E tal circunstância pode ainda gerar enorme descompasso com advogados e partes se esse desconhecimento, ou mesmo relutância, aplicar-se a todos os árbitros. Nessas situações, o ticket do show adquirido será de jazz, mas, a música, heavy metal.

A cooperação e o bom trato também facilitam sobremaneira a qualidade e a agilidade nas deliberações. O debate faz-se de forma livre, e sem preconceitos e percalços. As opiniões são consideradas em seus exatos termos, e contestadas sem rancores ou susceptibilidades. A intransigência e a inflexibilidade implicam em menosprezo ao debate de ideias que permeia todo e qualquer colegiado, e afetam a formação livre do convencimento.

De outra banda, o presidente do tribunal arbitral, sobretudo, deve buscar a harmonia e se esforçar para que a sentença seja unânime. Deve imprimir um ritmo regular ao andamento do procedimento, de modo a evitar longo período de inação. Entretanto, a celeridade não há de ser encarada como uma obrigação do árbitro, pois a ele compete, simplesmente, envidar os esforços para que o processo arbitral tenha prazo razoável de duração. Mas tal objetivo, por certo, não depende dele unicamente.

Salutar que o presidente tenha o necessário desprendimento para aceitar, sem susceptibilidades, que a minuta de decisão por ele elaborada sofra inserções e ajustes por seus pares. As contribuições, regra geral, agregam valor e substância ao produto final.

Com efeito, o árbitro deve ter em mente que a opinião contrária não é para ser recebida como ato de afronta ou oposição. Ou, quiçá, como ato de rebeldia ou insubordinação. Não pode e não deve deflagrar um conflito no tribunal. É apenas uma opinião. Nem mais, nem menos.

Deve ser tratada, simplesmente, como ponderação ou entendimento distinto, que não deve ser enfrentado com a emoção ou o ego. Afinal, o pluralismo é da essência deliberativa.

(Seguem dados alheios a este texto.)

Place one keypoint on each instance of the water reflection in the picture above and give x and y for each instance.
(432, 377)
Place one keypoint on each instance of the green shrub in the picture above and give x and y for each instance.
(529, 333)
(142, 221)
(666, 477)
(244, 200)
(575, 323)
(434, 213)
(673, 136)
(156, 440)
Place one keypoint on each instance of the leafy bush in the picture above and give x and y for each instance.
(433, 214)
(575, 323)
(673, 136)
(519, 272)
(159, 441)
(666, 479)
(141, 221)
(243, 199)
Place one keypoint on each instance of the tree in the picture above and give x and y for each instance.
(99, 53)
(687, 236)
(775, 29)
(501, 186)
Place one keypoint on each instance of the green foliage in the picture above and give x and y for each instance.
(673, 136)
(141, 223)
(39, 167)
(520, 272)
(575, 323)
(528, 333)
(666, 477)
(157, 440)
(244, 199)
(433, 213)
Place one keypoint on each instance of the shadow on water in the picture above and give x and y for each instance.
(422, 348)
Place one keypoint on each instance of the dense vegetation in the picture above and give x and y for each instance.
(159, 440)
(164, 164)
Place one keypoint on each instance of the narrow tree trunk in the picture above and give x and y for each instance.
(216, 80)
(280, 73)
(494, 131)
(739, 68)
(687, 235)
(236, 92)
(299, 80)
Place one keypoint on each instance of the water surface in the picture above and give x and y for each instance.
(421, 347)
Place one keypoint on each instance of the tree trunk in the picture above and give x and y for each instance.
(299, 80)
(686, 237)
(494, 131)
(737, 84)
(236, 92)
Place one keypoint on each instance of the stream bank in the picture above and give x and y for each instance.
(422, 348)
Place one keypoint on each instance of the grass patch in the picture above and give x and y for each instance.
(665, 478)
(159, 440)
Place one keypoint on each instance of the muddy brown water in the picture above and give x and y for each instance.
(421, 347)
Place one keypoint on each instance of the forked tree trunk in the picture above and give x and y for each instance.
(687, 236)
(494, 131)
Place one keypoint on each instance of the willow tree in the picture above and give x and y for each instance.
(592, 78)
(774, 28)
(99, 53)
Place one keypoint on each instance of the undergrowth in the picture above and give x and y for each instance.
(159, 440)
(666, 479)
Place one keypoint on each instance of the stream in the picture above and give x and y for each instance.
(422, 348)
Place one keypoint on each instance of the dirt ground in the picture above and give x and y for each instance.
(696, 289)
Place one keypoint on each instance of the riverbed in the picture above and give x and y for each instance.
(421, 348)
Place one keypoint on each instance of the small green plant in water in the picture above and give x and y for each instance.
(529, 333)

Espera-se também dos árbitros que tenham atitude, traduzida em uma condução firme e segura, e que imponham não só os limites necessários, como, até mesmo, se necessária, a tão badalada condenação de uma das partes em litigância de má-fé.

Abra-se um parênteses. A litigância de má-fé tem sido, de um lado, banalizada pelos pedidos mais despropositados de sua aplicação e, de outro, pouquíssimo ou nada adotada pelos tribunais arbitrais. Se sua banalização tem servido a embasar o desprezo ou a pouca importância a ela dada pelo julgador, de outra banda, esse menosprezo tem sido deveras exagerado em algumas situações. O pêndulo ainda está longe de alcançar o ponto central.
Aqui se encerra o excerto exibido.